Guru Amar Das (5 May 1479 – 1 September 1574), sometimes spelled as Guru Amardas, was the third of the Ten Gurus of Sikhism and became Sikh Guru on 26 March 1552 at age 73.
Before becoming a Sikh (Shishya from Sanskrit), on a pilgrimage after having been prompted to search for a guru, he heard his nephew’s wife, Bibi Amro, reciting a hymn by Guru Nanak, and was deeply moved by it. Amro was the daughter of Guru Angad, the second and then current Guru of the Sikhs.

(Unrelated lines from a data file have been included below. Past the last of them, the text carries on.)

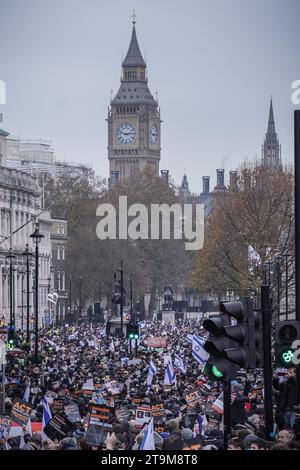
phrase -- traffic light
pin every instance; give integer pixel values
(218, 367)
(235, 339)
(258, 336)
(133, 331)
(286, 333)
(117, 295)
(11, 339)
(243, 333)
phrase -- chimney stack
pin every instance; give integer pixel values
(164, 174)
(205, 184)
(233, 179)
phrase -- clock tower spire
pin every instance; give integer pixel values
(133, 120)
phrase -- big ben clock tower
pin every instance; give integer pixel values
(133, 121)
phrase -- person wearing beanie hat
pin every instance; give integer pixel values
(174, 440)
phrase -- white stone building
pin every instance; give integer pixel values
(20, 208)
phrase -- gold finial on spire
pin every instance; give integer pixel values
(133, 16)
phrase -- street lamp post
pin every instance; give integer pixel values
(11, 256)
(80, 298)
(57, 304)
(37, 237)
(22, 273)
(286, 256)
(122, 297)
(70, 297)
(27, 254)
(278, 260)
(131, 301)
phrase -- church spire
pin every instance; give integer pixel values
(134, 56)
(271, 149)
(271, 122)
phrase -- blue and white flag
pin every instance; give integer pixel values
(27, 393)
(152, 368)
(46, 413)
(198, 352)
(179, 364)
(148, 437)
(170, 377)
(149, 379)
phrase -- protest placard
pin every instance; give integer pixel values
(101, 414)
(156, 342)
(21, 412)
(58, 427)
(72, 412)
(5, 424)
(143, 415)
(58, 404)
(193, 396)
(158, 410)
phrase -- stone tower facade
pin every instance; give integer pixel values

Amar Das persuaded Amro to introduce him to her father and in 1539, Amar Das, at the age of sixty, met the current Guru (Guru Angad) and became a Sikh, devoting himself to the Guru. In 1552, before his death, guru Angad appointed Amar Das as the third Guru of Sikhism.
Guru Amar Das was an important innovator in the teachings of Guru who introduced a religious organization called the Manji system by appointing trained clergy, a system that expanded and survives into the contemporary era. He wrote and compiled hymns into a Pothi (book) that ultimately helped create the Adi Granth.
Amar Das remained the leader of the Sikhs till age 95, and named his son-in-law Bhai Jetha, later remembered by the name Guru Ram Das, as his successor.